Love supported by the Loved Ones

July 13, 2017

We are used to seeing beautiful young wives on the arms of older men. Rarely do we see a powerful young man choose an older woman as his life companion. That is why I, like many people, was charmed when I learnt that Emmanuel Macron, the new French President, has a wife who is 24 years older than him. They met when Emmanuel was 17 and still at school in Amiens; Brigitte Macron was his drama teacher.

The French are famously open minded when it comes to affairs of the heart, but this unusual love story raised quite a few eyebrows among the political classes. So much so that Macron felt obliged to explain and defend his love for Brigitte, telling the International Business Times that theirs was “a love often clandestine, often hidden, misunderstood by many before imposing itself”.

I imagine Macron has had to face down his family, the political establishment, the electorate of France and the curiosity of the world. To overcome such resistance and judgment, one can reasonably surmise they must be extraordinarily intelligent emotionally and committed to each other.  His reward: a devoted and loving partner who will most likely still be at his side long after the Presidency is a memory.

Recently I attended a beautiful wedding in London. After the bride and groom exchanged the vows, the priest asked all in attendance if we would support and uphold the couple in their marriage, now and for the years to come. We answered in unison: “We will.” At the end of the ceremony, the music, Here Comes The Sun by The Beatles played and we all cheered. Seeing this young couple beaming, so full of hope, promises and the conviction of their future happiness, I was moved to tears.

In many ways, marriage is the spiritual agreement the couple formed not only with each other, but also with their families, communities and societies—whose conscious or unconscious support and acceptance helps to provide a safe space for the marriage to grow and prosper.

Without such support and acceptance from the community, relationships and marriages often struggle or even collapse. Lord Alfred Douglas described “the love that dare not speak its name”, and same sex relationships in the past rarely lasted long due to society’s judgment. We all know what happened to Oscar Wilde, Douglas’s lover.
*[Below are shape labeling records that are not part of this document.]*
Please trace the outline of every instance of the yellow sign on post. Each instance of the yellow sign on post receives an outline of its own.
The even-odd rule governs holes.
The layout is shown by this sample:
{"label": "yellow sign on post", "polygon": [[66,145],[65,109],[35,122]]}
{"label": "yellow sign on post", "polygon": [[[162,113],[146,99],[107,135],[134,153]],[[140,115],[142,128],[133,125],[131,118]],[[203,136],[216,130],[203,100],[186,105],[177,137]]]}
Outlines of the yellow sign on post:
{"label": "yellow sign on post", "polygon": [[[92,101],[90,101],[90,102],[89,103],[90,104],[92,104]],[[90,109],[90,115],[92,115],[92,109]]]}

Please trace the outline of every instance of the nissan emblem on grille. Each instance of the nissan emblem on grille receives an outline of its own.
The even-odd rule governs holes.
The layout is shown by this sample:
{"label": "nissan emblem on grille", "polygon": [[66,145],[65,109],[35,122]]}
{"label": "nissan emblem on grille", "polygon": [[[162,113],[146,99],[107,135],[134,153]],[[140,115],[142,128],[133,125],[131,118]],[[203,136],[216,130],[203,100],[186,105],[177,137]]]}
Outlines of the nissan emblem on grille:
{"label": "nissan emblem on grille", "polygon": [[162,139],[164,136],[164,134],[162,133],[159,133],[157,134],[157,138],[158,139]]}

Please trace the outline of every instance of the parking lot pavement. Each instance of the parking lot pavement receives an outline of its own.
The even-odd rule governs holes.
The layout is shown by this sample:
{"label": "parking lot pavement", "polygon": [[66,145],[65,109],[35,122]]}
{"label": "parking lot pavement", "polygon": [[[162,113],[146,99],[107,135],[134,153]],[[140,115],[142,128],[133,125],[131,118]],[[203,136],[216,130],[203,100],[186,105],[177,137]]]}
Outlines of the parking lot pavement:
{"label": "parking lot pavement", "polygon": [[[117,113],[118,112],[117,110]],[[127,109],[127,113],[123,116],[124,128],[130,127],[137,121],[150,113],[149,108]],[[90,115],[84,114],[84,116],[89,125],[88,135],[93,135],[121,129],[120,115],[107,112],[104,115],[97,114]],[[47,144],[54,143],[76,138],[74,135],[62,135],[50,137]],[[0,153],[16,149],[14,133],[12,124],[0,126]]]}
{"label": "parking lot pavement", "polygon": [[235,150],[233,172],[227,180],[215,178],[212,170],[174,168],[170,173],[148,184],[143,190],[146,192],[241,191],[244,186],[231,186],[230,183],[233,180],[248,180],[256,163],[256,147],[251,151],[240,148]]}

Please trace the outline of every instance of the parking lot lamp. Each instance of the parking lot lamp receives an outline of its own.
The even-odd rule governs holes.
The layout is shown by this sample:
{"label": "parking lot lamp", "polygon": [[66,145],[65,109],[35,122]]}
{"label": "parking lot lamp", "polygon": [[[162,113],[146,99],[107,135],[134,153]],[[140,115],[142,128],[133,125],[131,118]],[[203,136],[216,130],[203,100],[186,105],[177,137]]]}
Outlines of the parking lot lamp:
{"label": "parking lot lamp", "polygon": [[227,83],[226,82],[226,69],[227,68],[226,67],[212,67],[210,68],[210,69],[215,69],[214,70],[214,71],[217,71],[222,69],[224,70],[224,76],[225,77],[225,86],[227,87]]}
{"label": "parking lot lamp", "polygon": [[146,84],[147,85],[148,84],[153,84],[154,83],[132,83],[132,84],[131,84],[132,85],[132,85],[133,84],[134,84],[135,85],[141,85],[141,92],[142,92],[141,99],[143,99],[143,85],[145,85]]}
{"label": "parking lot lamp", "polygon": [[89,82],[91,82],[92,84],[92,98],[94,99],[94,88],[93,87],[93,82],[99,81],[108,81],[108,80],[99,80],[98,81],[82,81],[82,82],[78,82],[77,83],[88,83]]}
I recall attending an event shortly after same sex marriage became legalised in UK. The comedian Graham Norton, who was master of ceremonies, asked those who had finally married their same sex partners how long they had been together. I was truly surprised by their responses. They had all been waiting for many years, one couple even for 50 years, to formally and legally declare to the world their love and commitment to each other.

At the end of the day, a deep, loving relationship, based on loyalty and friendship is surely what we strive for. Old and young, black and white, rich and poor, Christian and Muslim, gay or straight – these differences are not what define us, nor do they determine our happiness with another.

While we may not need others’ permission or approval to love, every successful relationship and marriage owes to the community a debt of gratitude for support and acceptance, spoken or unspoken.